Looking at my skin color, no one would say I wasn’t white.
I once even got a sunburn in London, and I think I’m incapable of tanning. Whiteness in America is a lot more than the color of your skin though. Whiteness is a metaphor for full inclusion and acceptance in American culture.
Yet as a Jewish woman with a big nose and uncontrollable frizzy hair — the question of my “whiteness” and privilege can’t be so easily answered by my skin color. Am I white enough for my identity to keep me safe?

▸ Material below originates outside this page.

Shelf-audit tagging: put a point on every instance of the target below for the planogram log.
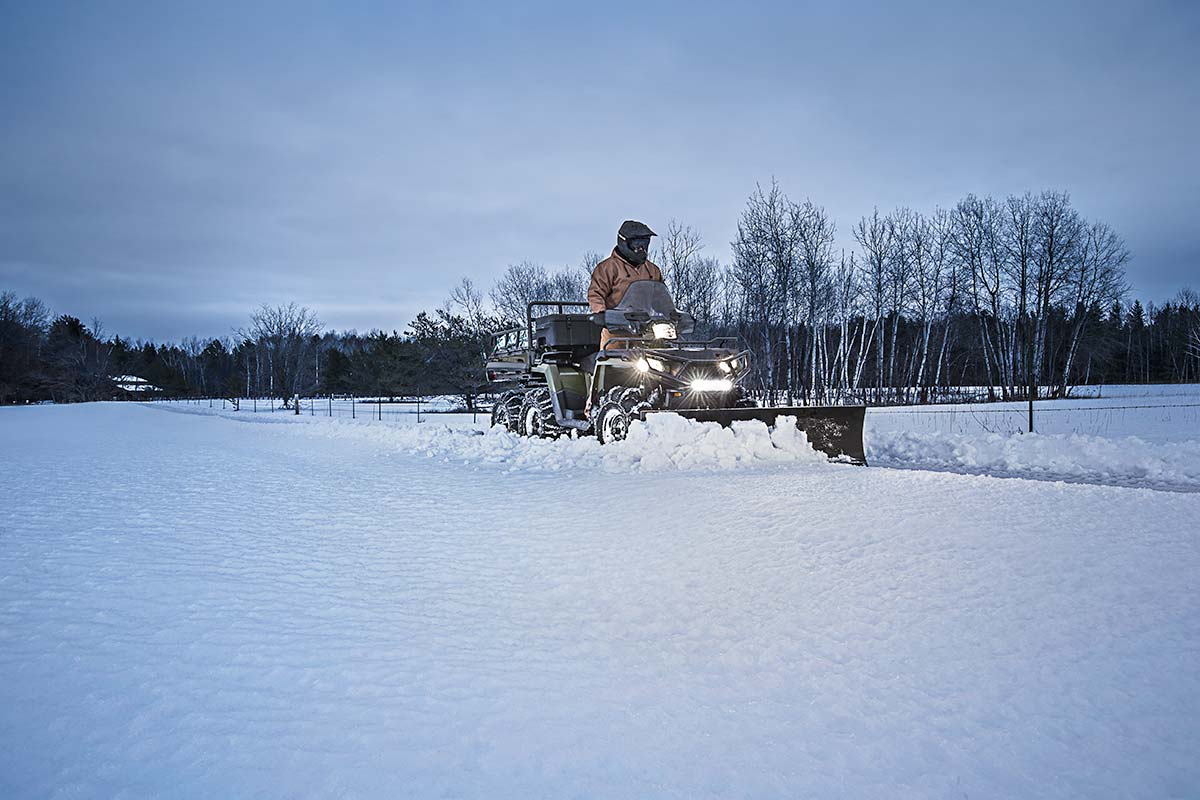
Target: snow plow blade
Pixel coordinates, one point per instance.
(834, 429)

I grew up on Eastern Long Island to a hippie Jewish family. My relatives were culturally Jewish intellectuals from the Lower East Side. I didn’t have a bat mitzvah and no one in my family went to synagogue regularly. Being Jewish didn’t mean much to me outside of eating latkes occasionally and listening to corporate lawyers praise Marx. My grandfather and his brothers were the children of immigrants living in poverty. Their experiences of being Jewish in New York involved getting beaten up everyday and desperately wanting to assimilate into WASP-y America. My mother associated Judaism with patriarchy and rabbis telling her what to do as a child. And so I was raised without much formal Judaism. I only learned later how much my identity was shaped by being Jewish.
Due to my skin color, I have white privilege with law enforcement, with authority figures, in job interviews. Despite my obvious Jewish features, a casual glance won’t necessarily show my differentness to someone. I have never had trouble finding make up or buying nude colored things to match my skin. I did not grow up in fear that my brother or father would be shot by law enforcement, and “routine traffic stop” wasn’t a scary phrase.
Whiteness and inclusion are about more than white skin privilege though. What of the privilege of safety? The privilege and entitlement of full belonging in society?
As an adult, I see the influence of my Jewish heritage in my childhood much stronger than I ever knew. There was no time in my life that I didn’t know what Zyklon B was. As a child I read Maus by Art Spiegelman over and over again until the pages started falling out. The immigrant stories passed down were ones of violence and pogroms. My mother always warned me not to put my religion on any official government documents.
As a child, I thought my mother was being paranoid, but as an adult I see that she was giving me the lessons all children from marginalized groups must learn. We are taught our history and differences as a form of protection. Most Jewish children learn about the Holocaust early in life, and that history often shapes them indelibly. The knowledge that society has turned on us before and could again is a reminder not to get too complacent. Learning the coded dog whistles of anti-Semitism is a survival mechanism for diaspora Jews.
While living in London, I had my first experiences of being treated as something strange and exotic. I have felt the same conspicuousness when traveling to other parts of the US. My white skin does not protect me from being read as different and excluded from who is considered “normal.” During my time in London, I found myself in a park in the middle of an anti-Israel parade, during which people started to chase me after they read me as Jewish. I don’t know exactly what about my appearance made this group start to chase me — if it was my prominent Jewish nose, my large frizzy hair, or my fearful expression as I watched the parade. I learned I didn’t need to put my religion on my passport for my Jewishness to put me in danger.
I undoubtedly have white skin privilege, but that privilege does not protect me completely or make me pass for a fully accepted “white” American. As a “white” Ashkenazi Jew, I am obviously speaking of my experience with white privilege but this piece doesn’t begin to address the intersectional feelings and oppressions of Jews of color.
In the current American climate, Jewish identity has been put to the test in new ways.
White skin privilege without the privilege of full safety or inclusion puts Jews at a particularly strange intersection of the current political moment. On the right, we are being attacked and excluded from mainstream American because we are not “white” enough — just this past weekend, nineteen swastikas were spray-painted on the JCC in Northern Virginia. On the left, our concerns are dismissed and our oppression erased because it is assumed we are privileged and powerful and fully assimilated.
Are we unsafe enough yet, for us to start paying attention?